Re-enter PANDAR with ROMANA
PANDAR
Is she not a fair creature?
LYSIMACHUS
’Faith, she would serve after a long voyage at sea.
Well, there’s for you: leave us.
BAWD
Come, we will leave his honour and her honour together. Go thy ways.
Exeunt BAWD and PANDAR
LYSIMACHUS
Now, pretty one, how long have you been at this trade?
ROMANA
What trade, sir?
LYSIMACHUS
Why, I cannot name’t.
ROMANA
I should think not. I hear say you are of
Honourable parts. Here’s no part of honour.
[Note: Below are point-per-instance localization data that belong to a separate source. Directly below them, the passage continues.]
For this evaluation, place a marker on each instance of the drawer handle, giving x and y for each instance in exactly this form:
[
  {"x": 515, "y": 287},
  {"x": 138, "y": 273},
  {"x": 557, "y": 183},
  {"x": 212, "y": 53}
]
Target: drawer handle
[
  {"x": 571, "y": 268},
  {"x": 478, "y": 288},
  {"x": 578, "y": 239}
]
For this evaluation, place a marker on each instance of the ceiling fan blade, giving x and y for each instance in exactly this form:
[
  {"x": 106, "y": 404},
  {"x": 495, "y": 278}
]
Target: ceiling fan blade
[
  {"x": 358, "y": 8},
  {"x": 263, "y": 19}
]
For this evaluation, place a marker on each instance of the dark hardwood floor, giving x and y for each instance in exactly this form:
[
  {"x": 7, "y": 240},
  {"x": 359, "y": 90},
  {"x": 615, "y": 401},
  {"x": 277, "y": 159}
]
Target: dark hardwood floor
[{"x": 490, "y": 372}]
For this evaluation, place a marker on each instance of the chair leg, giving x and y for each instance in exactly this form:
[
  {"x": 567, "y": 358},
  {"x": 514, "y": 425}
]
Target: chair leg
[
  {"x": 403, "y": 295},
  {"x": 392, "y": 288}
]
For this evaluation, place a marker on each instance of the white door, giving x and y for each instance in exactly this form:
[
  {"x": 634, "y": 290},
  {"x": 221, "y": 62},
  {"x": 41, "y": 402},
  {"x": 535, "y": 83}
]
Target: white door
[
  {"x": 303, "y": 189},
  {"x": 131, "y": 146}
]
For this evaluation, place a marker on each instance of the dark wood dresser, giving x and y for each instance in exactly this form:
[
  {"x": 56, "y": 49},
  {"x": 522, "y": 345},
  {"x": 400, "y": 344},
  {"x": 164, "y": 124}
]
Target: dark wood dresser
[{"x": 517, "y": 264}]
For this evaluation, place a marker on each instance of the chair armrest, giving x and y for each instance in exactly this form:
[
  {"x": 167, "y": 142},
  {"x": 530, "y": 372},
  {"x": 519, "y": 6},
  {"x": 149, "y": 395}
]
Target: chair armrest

I hear you are this country’s governor.
How you should rule it that can’st not rule thyself.
LYSIMACHUS
How’s this?
ROMANA
Your mask is but a masque, trust me.
A stranger here, most ungentle fortune
Has placed me in this sty. I’m used to it,
Not this place, but my sad condition.
I travel on time’s seas, and often am
Washed up roughly on ungentle shores and
Trapped in vile dungeons. But this is a first.
LYSIMACHUS
You claim you are a gentlewoman?
ROMANA
Lady Romanadvoratrelundar.
And you rule Mytilene?
LYSIMACHUS
I do.
ROMANA
Then check thy privilege and rule better.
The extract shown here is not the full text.